On photography, constant moments, and memory

Clayton Cubitt starts his fascinating article on how photography is changing with a definition of what French photographer (and the father of modern photojournalism) Henri Cartier-Bresson called “The Decisive Moment”:

Cartier-Bresson believed that the photographer is like a hunter, going forth into the wild, armed with quick reflexes and a finely-honed eye, in search of that one moment that most distills the time before him. In this instant the photographer reacts, snatching truth from the timestream in the snare of his shutter. The Decisive Moment is Gestalt psychology married to reflexive performance art in the blink of a mechanical eye.

It is the creation of art through the curation of time.

Cubitt goes on to point out that we now live in the Constant Moment, where it’s possible to take endless photos of everything, and edit (“curate”) later. Yet, notably, he doesn’t believe that’s a bad thing:

The Constant Moment doesn’t end [what characterizes the Decisive Moment]. All it does is capture the billion missed Decisive Moments that previously slipped through our fingers, by expanding the available window of temporal curation from “here and now” to “anywhere and anytime.” The Constant Moment eliminates dumb luck from photography.

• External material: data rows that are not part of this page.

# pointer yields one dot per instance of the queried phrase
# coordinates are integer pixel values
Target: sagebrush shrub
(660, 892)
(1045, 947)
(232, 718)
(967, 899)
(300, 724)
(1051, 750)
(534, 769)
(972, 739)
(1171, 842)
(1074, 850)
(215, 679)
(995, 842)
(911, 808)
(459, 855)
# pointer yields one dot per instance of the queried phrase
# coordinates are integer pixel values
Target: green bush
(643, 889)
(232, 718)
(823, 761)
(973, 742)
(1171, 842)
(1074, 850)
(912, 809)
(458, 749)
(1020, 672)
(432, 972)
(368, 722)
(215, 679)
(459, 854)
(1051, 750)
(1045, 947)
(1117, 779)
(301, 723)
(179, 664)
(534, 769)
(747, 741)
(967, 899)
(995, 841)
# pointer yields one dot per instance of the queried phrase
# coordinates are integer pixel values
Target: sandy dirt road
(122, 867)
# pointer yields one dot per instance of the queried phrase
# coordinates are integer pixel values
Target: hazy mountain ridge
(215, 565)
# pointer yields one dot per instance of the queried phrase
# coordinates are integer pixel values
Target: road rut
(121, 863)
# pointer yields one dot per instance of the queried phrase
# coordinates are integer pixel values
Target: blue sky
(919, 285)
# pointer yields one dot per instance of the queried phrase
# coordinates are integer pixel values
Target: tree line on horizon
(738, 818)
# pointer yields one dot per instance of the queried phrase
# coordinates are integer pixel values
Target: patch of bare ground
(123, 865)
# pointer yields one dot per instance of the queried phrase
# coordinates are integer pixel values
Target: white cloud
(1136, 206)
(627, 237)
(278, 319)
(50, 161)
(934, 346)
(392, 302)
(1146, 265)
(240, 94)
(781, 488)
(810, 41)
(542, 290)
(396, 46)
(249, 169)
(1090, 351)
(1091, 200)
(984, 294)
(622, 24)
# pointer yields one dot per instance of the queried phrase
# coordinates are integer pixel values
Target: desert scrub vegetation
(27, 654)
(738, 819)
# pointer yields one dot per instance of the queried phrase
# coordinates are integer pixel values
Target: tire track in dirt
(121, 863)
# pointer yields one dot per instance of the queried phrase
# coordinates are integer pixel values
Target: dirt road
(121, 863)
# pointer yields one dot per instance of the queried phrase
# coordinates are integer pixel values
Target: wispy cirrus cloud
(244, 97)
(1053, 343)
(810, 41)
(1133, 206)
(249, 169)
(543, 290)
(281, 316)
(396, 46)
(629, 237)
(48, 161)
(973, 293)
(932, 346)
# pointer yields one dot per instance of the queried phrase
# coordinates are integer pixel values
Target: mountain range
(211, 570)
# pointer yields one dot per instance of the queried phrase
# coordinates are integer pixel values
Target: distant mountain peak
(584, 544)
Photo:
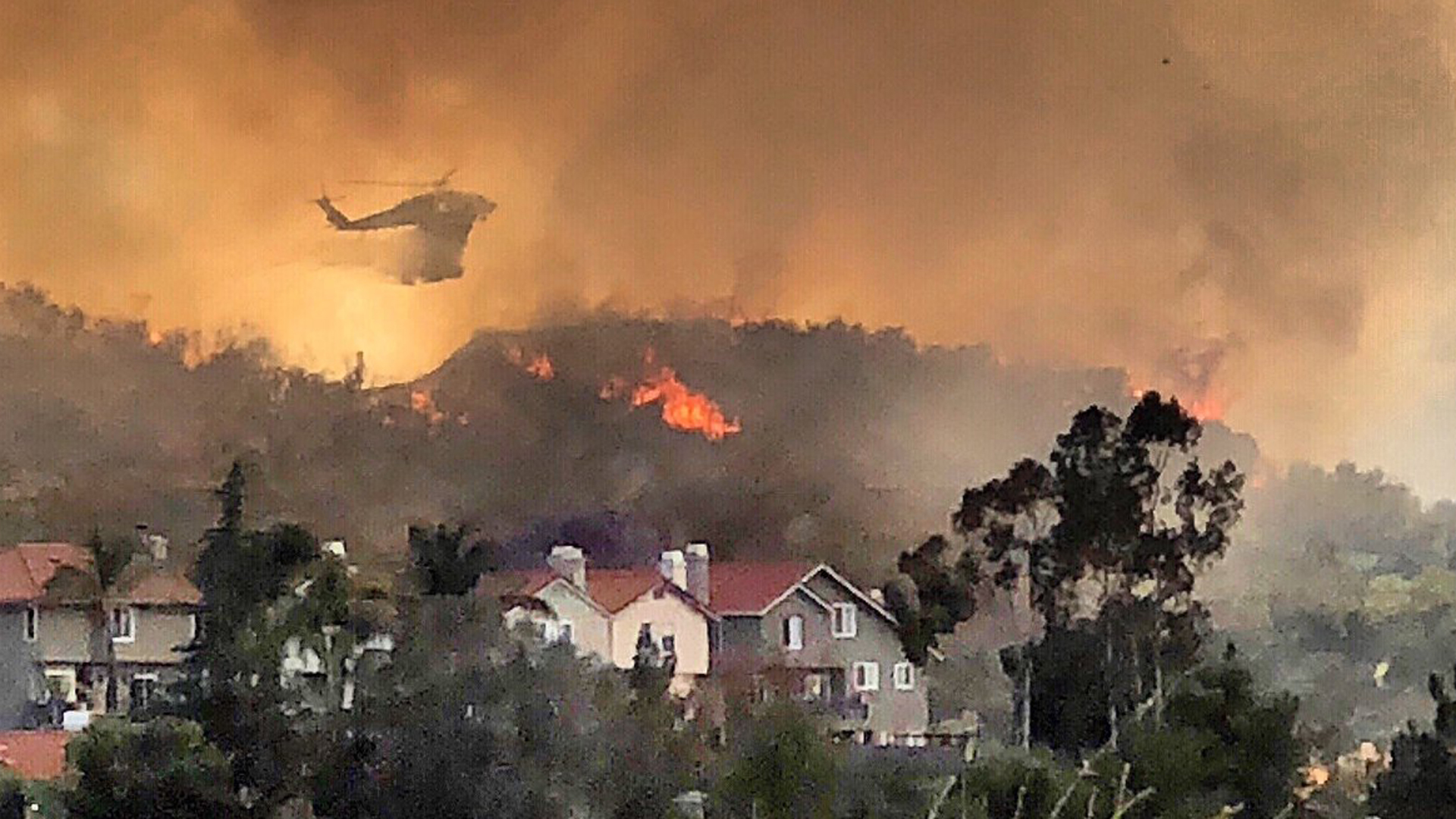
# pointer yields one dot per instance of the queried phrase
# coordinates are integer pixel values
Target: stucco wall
(663, 610)
(892, 711)
(588, 626)
(64, 634)
(159, 632)
(19, 675)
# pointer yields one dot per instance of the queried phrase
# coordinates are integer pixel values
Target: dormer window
(123, 624)
(845, 624)
(792, 632)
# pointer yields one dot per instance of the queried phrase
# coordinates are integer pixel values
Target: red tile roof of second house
(612, 589)
(34, 755)
(750, 586)
(27, 569)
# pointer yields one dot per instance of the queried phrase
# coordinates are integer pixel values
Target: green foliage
(875, 786)
(1123, 506)
(781, 768)
(1421, 781)
(1025, 784)
(14, 802)
(1225, 742)
(111, 553)
(156, 770)
(259, 588)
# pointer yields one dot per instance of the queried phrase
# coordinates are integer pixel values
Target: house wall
(161, 632)
(64, 634)
(19, 672)
(588, 626)
(663, 610)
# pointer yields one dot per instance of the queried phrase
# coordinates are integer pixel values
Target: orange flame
(538, 365)
(424, 403)
(682, 409)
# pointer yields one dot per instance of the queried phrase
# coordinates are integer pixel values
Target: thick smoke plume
(1075, 186)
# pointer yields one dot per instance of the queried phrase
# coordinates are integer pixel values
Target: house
(607, 611)
(802, 630)
(789, 627)
(71, 643)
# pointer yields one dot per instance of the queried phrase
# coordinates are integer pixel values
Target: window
(143, 689)
(867, 676)
(843, 620)
(123, 626)
(794, 632)
(61, 684)
(905, 676)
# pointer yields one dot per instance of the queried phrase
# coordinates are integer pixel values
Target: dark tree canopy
(447, 563)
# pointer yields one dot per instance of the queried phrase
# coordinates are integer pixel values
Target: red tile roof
(36, 755)
(739, 588)
(28, 567)
(612, 589)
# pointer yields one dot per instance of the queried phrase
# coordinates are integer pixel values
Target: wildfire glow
(424, 403)
(682, 409)
(1207, 407)
(538, 365)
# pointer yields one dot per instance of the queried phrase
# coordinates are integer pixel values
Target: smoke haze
(1250, 203)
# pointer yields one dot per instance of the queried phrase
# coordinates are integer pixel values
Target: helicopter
(441, 218)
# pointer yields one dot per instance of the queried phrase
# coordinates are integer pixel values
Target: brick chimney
(570, 563)
(153, 545)
(674, 567)
(698, 585)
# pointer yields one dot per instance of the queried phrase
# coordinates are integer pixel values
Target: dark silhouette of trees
(1117, 525)
(446, 563)
(1421, 780)
(155, 770)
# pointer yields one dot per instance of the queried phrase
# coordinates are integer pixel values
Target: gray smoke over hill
(852, 444)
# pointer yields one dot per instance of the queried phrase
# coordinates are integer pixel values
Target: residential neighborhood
(76, 648)
(794, 629)
(73, 646)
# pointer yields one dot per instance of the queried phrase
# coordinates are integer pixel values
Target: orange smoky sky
(1250, 202)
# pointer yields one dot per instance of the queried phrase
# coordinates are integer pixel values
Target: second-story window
(792, 632)
(123, 624)
(845, 624)
(867, 676)
(905, 676)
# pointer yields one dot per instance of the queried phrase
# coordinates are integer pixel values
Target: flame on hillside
(424, 403)
(538, 365)
(682, 407)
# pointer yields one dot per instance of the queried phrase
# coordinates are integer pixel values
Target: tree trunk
(1158, 678)
(1111, 689)
(1025, 695)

It minimizes, as much as anything ever can, the Hawthorne Effect caused by a lifeless camera between our interactions. It continues the photographic tradition of artistic democratization by flattening limits of time, of geography, of access.

It’s very interesting to follow Cubitt’s article by reading Dave Pell’s excellent This is You on Smiles, which essentially argues that the Constant Moment is changing how we experience life and create memories:

During a presentation on happiness at the Ted Conference, Nobel laureate Daniel Kahneman makes a distinction between the experiencing self and the remembering self. Digital photography gives additional dominance to the remembering self. […]

The digital age gives a new (and almost opposite) meaning to having a photographic memory. The experience of the moment has become the experience of the photo. […]

Snapping and sharing photos from meaningful events is nothing new. But the frequency with which we take pictures and the immediacy with which we view them will clearly have a deep impact on the way we remember. And with cameras being inserted into more devices, our collective shutterspeed will only increase.

Both pieces are worth reading this weekend.